Experimenting with education

Idea to impart education in child’s ‘mother tongue’ is hardly contestable


Editorial July 30, 2019

Pakistan is an exceptional country in the world where society is constantly and repeatedly being subjected to experiments in every sphere and sector – be it constitutional, political, social or economic.

Education is, of course, the prime victim of this never-ending cycle of experiments that our rulers – politicians and bureaucrats – are so fond of. In a latest development, Punjab CM Usman Buzdar has decided to re-introduce Urdu as medium of instructions up to primary level in all 60,000 government-run schools of the Punjab.

“Since the medium of instructions is English at the primary level, teachers and students are wasting most of their time in translating instead of understanding the subject and they hardly learn anything [in this process],” says Buzdar through a tweet adding that Urdu will be the medium of instructions in all the primary schools of Punjab from the next academic session beginning March 2020.

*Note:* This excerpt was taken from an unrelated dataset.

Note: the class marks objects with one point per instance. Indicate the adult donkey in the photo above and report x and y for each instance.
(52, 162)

The 18th Amendment makes education a provincial subject and all the federating units are now free to formulate and evolve their own education policies while deciding about what to teach and what not to teach and in what manner. They are free to decide about their curriculum, syllabi, textbooks and mediums of instruction even if they are different or conflicting with each other.

Buzdar, however, claimed that the latest decision was in conformity with the PTI manifesto promising to introduce a uniform system or syllabus of education and Urdu as medium of instructions at the primary level. It wraps up the system introduced by the PML-N government in consultation with Britain’s Department for International Development and the British Council introducing English as medium of instruction in all the schools of Punjab.

The idea to impart education, at least at the primary level, in child’s ‘mother tongue’ or, as some experts suggest, in the ‘first language’ (referring to the language first acquired by the child) is hardly contestable. But in the given circumstances, there is a fear that conflicting approaches by the federating units in education may lead to further divisions in whatever we have in the name of national cohesion.

Published in The Express Tribune, July 30th, 2019.